Verizon Communications shed about 37,000 Fios video customers in the second quarter, more than double the 15,000 it lost in the same period last year, but its soon-to-be-outgoing CEO told analysts that the telecom giant won’t be engaging in the content buying frenzy of its peers.
“We are not going to be owning content,” Verizon CEO Lowell McAdam told analysts on a conference call to discuss quarterly results. “We’re not going to compete with content. We’re going to be the best partner for the content distribution business. McAdam, who is scheduled to retire next month, said that strategy jibes with the feelings of his replacement, former Verizon chief technology officer Hans Vestberg.
Vestberg said that he was pleased with the company’s assets.

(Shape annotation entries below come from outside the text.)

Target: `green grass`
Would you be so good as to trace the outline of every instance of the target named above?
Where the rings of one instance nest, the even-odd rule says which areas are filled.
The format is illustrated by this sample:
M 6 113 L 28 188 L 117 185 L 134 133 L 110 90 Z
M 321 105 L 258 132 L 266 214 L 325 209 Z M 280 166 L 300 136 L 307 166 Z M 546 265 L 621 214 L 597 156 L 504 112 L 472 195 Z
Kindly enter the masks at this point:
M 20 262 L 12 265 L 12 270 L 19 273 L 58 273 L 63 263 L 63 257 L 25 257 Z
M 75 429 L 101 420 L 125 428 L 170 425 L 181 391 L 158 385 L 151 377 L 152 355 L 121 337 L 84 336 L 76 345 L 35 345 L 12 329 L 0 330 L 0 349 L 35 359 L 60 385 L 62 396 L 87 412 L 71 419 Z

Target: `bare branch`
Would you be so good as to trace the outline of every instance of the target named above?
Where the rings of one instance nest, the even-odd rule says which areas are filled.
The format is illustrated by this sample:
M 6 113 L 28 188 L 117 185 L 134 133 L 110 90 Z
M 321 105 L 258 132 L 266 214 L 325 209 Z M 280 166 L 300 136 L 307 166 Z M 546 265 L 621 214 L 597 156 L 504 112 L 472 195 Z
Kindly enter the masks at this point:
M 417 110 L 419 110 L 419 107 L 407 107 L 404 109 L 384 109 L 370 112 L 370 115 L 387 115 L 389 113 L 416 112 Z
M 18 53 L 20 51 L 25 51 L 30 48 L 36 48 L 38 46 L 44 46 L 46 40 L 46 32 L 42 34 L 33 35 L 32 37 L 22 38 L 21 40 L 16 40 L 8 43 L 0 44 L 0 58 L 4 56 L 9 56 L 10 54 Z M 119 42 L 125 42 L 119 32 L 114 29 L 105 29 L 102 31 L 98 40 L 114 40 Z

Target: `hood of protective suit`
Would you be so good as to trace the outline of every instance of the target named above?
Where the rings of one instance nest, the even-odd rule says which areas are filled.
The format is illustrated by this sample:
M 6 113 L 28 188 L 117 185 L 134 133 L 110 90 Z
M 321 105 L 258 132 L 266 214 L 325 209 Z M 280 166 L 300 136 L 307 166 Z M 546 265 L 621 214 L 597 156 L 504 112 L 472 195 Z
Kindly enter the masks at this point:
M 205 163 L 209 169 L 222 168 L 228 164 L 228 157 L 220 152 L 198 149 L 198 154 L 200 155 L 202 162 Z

Verizon has stayed on the sidelines as its peers like AT&T have made huge content deals. Last month Verizon shuttered its long-struggling mobile video unit go90. On the call, McAdam said he was happy that Verizon “didn’t follow the things a lot of analysts and bankers told us to do.”
The outgoing Verizon chief also quashed recent speculation that its Oath unit, which houses the former AOL and Yahoo assets, was for sale.
“There is no intention of spinning out Oath,” McAdam said. “We are seeing the synergies we expected to see."
Total Fios revenue was $3 billion in the period, up 2% but driven mainly by an increase of 43,000 Fios Internet customers. Overall wireline revenue was $7.5 billion in the quarter, down 3.4% from the prior year.
The wireless segment fared better – revenue of $22.3 billion was up 5.5% from the previous year, driven by a net increase of 531,000 retail postpaid customers in the period. That helped drive overall net phone additions of 199,000 customers in the period.